Иванов подошел к Егору и отогнул уголок одеяла. Так молодая мать хвастается перед соседками своим первенцем. Егор увидел голову попугая и услышал густой храп.
— Спит, — подтвердил Иванов. — И ещё два часа проспит.
— Спасибо, друг! — искренне воскликнул Егор, принимая на руки тяжелого «младенца».
Он отнес спящего попугая на заднее сиденье своей машины и уютно устроил в заранее припасенном футляре от контрабаса. Потом вернулся к орнитологу и произвел окончательный расчет. Иванов небрежно сунул деньги куда-то в недра пончо и махнул рукой стюардессе. К самолету спешил автокар. Стюардесса открыла грузовой люк.
Егора оглушили щебет, свист, кваканье и гортанные вопли. Грузчики таскали клетки, короба и корзины с орущими птицами.
— Что это? — опешил Егор. — Я столько не заказывал.

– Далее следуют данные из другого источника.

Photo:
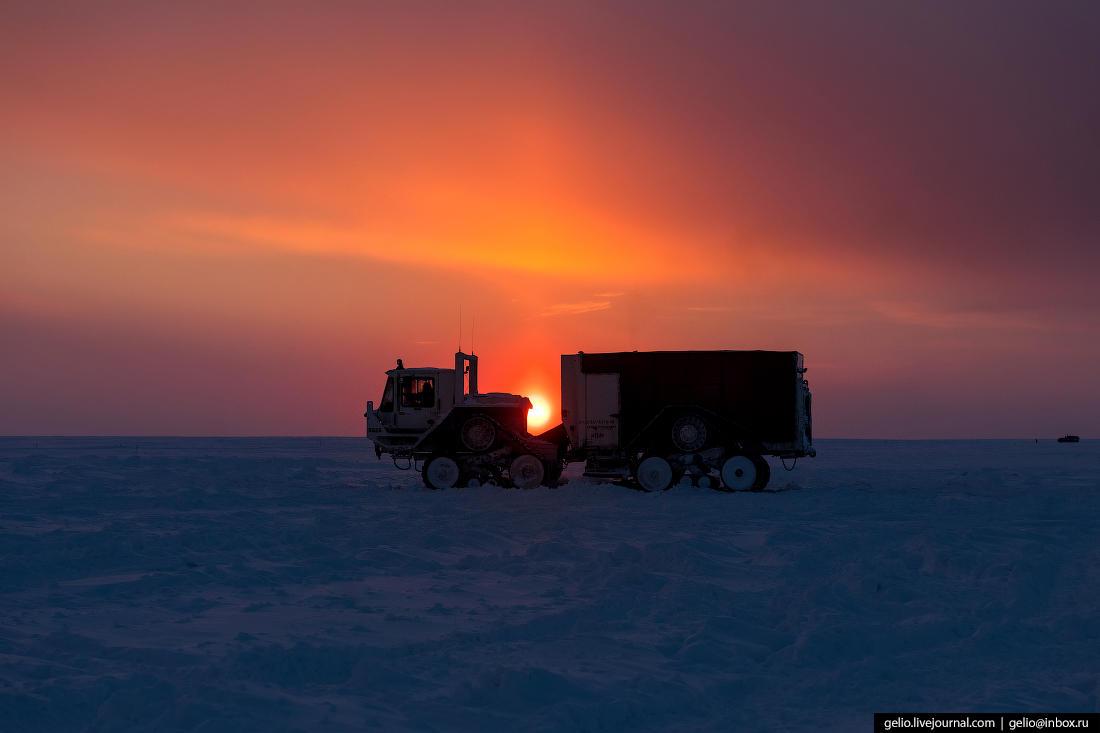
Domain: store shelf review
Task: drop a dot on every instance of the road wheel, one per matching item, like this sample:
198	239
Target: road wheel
689	433
440	472
477	434
526	472
739	473
655	473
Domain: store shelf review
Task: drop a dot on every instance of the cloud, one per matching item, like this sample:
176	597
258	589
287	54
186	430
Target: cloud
574	308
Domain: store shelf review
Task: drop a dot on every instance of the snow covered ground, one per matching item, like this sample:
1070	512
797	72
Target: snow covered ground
288	583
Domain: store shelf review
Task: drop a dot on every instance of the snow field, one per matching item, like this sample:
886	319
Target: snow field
241	584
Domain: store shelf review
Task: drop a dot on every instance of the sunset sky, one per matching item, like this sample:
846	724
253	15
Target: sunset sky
232	218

— Это мое, — скромно улыбнулся Иванов, нежно поглаживая клетки и корзинки. — Тукан, гоацин, гокко, урубу, а там — колибри… Семнадцать видов. Сафо спарганура, зулампис югулярис, хэлиактин корнута, топаза пелла… — перечислял он свои сокровища, закрыв глаза и нараспев, будто соловей заливался.
Ошеломленный Егор неделикатно прервал орнитологическую «Песнь Песней», пытаясь вернуть романтика на грешную землю.
— А как же таможня?! Я не могу это уладить… Надо было как-то предупредить, подготовить…
Иванов снисходительно усмехнулся и достал из-за пазухи свиток.
— Это дар вождя племени чибча лично президенту Ельцину!
Свиток развернулся, и Егор успел заметить вверху надпись. «Amiho Boris!», а внизу — жирный отпечаток пальца.
— Сейчас в зоопарк заброшу, потом — домой, а ночью — обратно, — сухо информировал Егора орнитолог. — В самолете высплюсь. Пилот! — рявкнул он на все летное поле.
Из всех самолетов высунулись пилоты.
— Wait! Here! — приказал он.
— Yes, Sir! — ответил бразильский летчик.
Из машины Егор позвонил Веронике и через нее назначил встречу с теми, кто хотел получить попугая.
Он передал им лже-Фердинанда и отправился домой, моля Бога, чтобы обман не вскрылся.
6
Софья быстро шла по тротуару, легко перебирая стройными ножками в новых сапожках — бабушка прислала из Франции. Ее радовали сапожки, и ослепительный снег, и синее небо, и какая-то особая, тихая благодать, разлитая в воздухе после вчерашней бури. В Москве никогда тихо не бывает, но пушистый свежий снег заглушил всё ненужное, пошлое, мелкое, только колокола ближней церкви торжественно гудели в ясной утренней тишине.
Из-за сугроба вышел огромный толстый кот — черный-пречерный. Хоть бы одно белое пятнышко! И специально прошел перед самым носом Сони — нагло оставляя цепочку круглых следов на блистающем нетронутом снегу…
Соня горестно посмотрела на эти враждебные следочки и вдруг поняла, что ничего, собственно говоря, хорошего, кроме новых сапожек и утренней тишины, в ее жизни, в сущности, и нет. Она остановилась. Выход был один — обойти по проезжей части.
Но только Софья ступила на дорогу, откуда ни возьмись выскочила машина. Девушка взмахнула руками, выронила папку с нотами и села в сугроб. Перед самым кончиком блестящего парижского сапожка остановилось огромное грязное колесо. Софья слегка привстала и увидела белые от страха глаза водителя. По артикуляции выразительно кривящихся губ она поняла, что тот считает ее дурой, которой надоело жить.